Drummer Jeff Cosgrove isn’t that well known yet, but he’s built an impressive catalog of recordings over the last decade. His first album as a leader, 2011’s For the Love of Sarah, was a collection of pieces by drummer Paul Motian, released under the name Motian Sickness; it featured Mat Maneri on viola, John Hébert on bass, and Jamie Masefield on mandolin. He’s also made several recordings with pianist Matthew Shipp and bassist William Parker, and one with Shipp and saxophonist Ivo Perelman.
On his latest album, History Gets Ahead of the Story, he adapts the music of Parker’s long-running quartet (with trumpeter Lewis “Flip” Barnes, alto saxophonist Rob Brown, and drummer Hamid Drake) for an organ trio that features saxophonist Jeff Lederer and organist John Medeski. Seven of the ten compositions are Parker’s; Cosgrove contributes one, and Lederer two.
The music of the William Parker Quartet — which frequently transformed into Raining On The Moon with the addition of vocalist Leena Conquest — is some of the most mainstream-friendly in the bassist’s catalog. The tunes have punchy, bluesy heads, solos are exploratory but rarely harsh or screechy, and Parker and Drake lock into throbbing grooves that allow pieces like “Corn Meal Dance” or “Wood Flute Song” to stretch toward, and even pass, the 10-minute mark while remaining foot-tapping at all times. It’s a cross between hard bop and trance music that really comes alive onstage, though the band’s studio albums, O’Neal’s Porch and Petit Oiseau, are fantastically vital and joyous.
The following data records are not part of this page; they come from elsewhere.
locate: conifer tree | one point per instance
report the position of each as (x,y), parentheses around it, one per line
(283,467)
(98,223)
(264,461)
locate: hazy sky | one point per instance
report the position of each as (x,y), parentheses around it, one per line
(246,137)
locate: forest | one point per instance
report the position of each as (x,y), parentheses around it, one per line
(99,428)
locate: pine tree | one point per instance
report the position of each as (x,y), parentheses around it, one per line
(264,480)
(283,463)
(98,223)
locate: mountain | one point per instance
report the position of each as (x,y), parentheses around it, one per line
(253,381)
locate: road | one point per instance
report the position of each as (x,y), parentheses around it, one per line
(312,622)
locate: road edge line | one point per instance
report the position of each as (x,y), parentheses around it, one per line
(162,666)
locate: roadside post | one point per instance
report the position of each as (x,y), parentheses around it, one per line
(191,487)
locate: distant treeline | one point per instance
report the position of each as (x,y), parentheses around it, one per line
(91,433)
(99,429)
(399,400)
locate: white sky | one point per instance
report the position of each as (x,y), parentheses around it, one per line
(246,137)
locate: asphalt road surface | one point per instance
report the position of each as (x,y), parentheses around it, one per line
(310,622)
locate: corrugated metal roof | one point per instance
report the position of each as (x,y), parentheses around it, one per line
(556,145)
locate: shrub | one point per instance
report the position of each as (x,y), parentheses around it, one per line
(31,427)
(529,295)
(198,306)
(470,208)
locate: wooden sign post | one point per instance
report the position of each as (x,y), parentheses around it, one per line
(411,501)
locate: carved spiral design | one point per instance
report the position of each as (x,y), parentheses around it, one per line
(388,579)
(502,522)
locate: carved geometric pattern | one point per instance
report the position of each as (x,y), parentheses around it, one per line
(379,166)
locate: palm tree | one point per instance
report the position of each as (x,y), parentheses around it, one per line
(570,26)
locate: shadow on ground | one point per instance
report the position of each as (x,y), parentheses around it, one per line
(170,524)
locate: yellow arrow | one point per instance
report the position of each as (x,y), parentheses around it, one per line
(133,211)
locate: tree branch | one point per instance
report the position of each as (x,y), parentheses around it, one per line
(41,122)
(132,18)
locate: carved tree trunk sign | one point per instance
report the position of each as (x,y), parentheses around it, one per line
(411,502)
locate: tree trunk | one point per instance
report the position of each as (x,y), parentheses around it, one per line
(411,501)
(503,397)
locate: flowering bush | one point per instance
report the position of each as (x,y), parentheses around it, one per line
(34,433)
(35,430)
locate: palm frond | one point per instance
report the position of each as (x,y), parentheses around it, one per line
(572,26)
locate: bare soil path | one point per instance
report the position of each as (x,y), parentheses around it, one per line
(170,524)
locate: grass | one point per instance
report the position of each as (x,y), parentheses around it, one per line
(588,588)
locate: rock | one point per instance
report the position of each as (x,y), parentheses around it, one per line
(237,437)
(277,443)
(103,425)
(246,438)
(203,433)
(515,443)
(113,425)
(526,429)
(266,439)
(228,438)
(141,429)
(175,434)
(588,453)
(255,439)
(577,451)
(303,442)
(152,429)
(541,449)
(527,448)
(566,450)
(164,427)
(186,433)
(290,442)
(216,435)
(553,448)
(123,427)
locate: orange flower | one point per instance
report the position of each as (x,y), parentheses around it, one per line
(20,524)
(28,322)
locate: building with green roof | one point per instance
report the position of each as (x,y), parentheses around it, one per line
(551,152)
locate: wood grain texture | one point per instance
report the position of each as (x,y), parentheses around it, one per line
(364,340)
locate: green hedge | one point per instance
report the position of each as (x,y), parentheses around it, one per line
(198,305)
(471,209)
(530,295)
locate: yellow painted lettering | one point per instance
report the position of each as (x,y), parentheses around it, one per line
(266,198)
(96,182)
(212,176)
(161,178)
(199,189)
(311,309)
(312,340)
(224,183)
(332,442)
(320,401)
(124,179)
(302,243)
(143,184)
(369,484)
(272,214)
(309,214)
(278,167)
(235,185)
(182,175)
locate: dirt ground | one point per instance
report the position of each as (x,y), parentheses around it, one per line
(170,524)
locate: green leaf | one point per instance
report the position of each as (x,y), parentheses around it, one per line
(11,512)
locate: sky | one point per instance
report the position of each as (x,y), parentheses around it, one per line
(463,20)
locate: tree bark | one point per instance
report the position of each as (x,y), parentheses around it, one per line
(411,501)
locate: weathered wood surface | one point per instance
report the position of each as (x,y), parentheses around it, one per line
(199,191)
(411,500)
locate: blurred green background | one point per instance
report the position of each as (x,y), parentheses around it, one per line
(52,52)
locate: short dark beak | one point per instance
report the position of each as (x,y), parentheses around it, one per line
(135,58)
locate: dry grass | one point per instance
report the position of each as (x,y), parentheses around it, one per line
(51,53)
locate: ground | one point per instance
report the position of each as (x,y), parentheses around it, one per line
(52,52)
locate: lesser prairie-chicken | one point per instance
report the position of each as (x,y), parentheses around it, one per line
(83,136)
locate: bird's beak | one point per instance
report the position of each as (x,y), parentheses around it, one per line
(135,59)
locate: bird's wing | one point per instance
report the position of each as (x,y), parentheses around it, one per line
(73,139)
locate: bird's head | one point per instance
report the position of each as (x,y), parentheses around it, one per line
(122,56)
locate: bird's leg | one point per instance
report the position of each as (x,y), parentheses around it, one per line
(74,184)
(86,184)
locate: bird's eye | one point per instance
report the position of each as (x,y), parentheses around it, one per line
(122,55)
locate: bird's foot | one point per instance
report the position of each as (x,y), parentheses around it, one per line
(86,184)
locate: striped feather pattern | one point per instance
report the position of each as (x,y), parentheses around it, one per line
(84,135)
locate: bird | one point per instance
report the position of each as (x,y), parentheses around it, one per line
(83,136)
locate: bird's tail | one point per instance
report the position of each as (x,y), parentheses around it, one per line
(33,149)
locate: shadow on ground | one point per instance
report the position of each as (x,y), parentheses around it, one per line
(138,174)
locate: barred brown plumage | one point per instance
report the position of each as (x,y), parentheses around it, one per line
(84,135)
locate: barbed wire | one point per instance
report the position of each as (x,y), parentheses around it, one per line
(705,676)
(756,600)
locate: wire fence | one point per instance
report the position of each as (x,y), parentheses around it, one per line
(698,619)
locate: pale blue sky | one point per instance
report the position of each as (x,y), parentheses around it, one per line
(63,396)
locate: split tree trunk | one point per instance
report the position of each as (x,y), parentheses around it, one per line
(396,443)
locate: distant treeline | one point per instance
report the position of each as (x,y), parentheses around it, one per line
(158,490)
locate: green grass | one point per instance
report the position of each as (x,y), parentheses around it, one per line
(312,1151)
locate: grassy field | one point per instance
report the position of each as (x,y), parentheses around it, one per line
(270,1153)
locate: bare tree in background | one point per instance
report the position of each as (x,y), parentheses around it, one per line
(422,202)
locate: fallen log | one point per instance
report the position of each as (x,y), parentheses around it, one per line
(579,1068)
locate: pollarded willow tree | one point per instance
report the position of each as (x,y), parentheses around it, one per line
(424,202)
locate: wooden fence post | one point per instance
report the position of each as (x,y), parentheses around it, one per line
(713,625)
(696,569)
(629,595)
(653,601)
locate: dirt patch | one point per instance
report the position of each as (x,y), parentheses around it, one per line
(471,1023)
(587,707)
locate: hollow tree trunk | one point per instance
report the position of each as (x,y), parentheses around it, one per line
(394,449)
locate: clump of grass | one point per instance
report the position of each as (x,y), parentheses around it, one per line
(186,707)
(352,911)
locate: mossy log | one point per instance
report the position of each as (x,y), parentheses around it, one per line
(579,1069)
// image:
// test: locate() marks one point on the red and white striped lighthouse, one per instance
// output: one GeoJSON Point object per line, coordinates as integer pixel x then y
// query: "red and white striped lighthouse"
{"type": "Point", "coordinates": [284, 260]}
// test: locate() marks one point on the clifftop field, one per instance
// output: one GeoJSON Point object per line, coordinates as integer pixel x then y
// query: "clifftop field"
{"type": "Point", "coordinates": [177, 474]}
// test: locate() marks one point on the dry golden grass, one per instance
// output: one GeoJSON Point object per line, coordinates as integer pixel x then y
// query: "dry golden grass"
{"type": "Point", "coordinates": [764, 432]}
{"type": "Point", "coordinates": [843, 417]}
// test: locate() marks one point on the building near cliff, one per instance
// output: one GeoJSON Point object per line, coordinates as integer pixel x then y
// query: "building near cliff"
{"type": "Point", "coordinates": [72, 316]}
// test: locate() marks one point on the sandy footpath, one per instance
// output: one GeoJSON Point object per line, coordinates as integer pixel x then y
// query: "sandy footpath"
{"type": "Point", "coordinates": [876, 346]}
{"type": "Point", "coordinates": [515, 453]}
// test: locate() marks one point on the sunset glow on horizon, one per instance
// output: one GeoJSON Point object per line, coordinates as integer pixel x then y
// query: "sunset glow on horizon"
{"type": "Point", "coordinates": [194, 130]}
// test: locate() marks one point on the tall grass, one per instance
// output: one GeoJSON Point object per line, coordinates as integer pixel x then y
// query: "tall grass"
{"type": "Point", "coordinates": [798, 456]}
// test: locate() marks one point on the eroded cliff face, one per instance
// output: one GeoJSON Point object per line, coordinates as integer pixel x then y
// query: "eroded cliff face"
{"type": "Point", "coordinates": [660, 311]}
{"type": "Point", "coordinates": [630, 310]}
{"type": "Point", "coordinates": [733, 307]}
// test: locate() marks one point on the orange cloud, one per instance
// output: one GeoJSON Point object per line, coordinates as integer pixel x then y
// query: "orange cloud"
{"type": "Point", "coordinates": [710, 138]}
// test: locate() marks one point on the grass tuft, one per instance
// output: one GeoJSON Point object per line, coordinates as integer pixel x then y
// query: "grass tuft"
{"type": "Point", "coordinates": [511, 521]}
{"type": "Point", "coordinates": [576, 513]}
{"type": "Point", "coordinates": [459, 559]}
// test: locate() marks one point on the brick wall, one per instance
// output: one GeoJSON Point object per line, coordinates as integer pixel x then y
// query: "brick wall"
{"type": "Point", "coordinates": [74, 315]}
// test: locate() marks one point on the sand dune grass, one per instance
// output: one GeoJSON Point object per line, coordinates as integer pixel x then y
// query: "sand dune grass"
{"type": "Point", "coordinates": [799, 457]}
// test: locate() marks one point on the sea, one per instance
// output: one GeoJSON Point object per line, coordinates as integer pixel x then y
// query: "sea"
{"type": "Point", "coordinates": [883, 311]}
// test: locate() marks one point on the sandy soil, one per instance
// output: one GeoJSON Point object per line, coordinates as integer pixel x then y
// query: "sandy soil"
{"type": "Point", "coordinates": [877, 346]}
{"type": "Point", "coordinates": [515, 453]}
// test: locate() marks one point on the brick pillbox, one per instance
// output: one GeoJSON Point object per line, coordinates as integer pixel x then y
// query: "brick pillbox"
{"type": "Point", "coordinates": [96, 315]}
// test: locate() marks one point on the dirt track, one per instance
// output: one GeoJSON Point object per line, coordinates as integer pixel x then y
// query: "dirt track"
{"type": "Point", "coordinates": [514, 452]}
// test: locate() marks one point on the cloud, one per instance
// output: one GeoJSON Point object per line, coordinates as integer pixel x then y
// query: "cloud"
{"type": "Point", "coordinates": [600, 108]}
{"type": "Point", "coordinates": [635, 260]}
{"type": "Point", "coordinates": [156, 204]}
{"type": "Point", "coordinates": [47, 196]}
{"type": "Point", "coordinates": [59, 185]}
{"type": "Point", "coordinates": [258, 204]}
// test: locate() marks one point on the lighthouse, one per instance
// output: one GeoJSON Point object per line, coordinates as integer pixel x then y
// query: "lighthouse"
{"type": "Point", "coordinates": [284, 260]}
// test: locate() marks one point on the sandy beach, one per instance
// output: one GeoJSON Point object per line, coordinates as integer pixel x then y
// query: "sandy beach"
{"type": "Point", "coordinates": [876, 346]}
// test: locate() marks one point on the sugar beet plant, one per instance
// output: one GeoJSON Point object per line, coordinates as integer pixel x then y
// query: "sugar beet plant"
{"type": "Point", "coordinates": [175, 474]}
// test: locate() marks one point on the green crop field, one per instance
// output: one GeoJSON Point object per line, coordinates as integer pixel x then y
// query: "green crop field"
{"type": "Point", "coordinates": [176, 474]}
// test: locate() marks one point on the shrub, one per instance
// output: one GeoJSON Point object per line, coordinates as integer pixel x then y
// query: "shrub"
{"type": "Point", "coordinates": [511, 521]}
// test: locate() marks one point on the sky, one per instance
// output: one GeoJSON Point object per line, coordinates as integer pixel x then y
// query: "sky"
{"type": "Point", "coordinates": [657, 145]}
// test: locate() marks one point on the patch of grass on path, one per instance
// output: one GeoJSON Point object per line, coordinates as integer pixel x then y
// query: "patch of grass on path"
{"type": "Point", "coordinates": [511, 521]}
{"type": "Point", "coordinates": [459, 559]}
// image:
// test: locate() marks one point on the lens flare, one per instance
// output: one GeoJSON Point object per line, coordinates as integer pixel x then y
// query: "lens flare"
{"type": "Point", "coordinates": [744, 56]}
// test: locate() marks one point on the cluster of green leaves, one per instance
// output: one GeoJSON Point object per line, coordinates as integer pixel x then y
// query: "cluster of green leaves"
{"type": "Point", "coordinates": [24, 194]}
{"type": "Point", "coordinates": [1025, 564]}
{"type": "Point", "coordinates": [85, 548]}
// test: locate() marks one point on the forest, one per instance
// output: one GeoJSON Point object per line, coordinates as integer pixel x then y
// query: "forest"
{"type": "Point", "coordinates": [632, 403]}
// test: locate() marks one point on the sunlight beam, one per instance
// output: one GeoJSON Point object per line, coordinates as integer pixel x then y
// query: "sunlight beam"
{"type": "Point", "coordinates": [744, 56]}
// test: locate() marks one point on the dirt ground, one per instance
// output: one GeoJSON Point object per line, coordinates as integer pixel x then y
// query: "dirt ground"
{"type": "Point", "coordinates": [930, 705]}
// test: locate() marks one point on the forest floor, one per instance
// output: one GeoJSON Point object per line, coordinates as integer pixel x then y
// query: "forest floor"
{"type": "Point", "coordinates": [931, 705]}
What’s interesting about History Gets Ahead of the Story is how different this music sounds in other players’ hands. One might expect an organ trio to take these hard-driving pieces in an even more soul-jazz direction, but that’s not always the case. On the album-closing “Harlem,” they dig deep into the blues, but there’s plenty of free-form exploration here, too. Cosgrove is a much less locked-in drummer than Drake; though he keeps the groove tight when the mood calls for it, his playing has a shifting abstraction more reminiscent of Milford Graves. Medeski’s organ playing is closer to the spaciness of Larry Young than to heavy Blue Note artists like Big John Patton or Baby Face Willette. Lederer has always felt free to go as far out as the moment demands; his 2011 album Sunwatcher was a tribute to Albert Ayler that featured plenty of fierce, prayerful lines, and some of that same outward-bound exultation is heard here. But what’s really surprising is the concision the trio displays. The longest track here is the opening “O’Neal’s Porch,” at 6:55; the shortest is the abstract “Things Fall Apart,” which runs a mere 4:29. Cosgrove and company aren’t interested in settling into the endless trance grooves the quartet specialized in; they’re treating these pieces as songs, and shining a bright light on William Parker the composer in the process.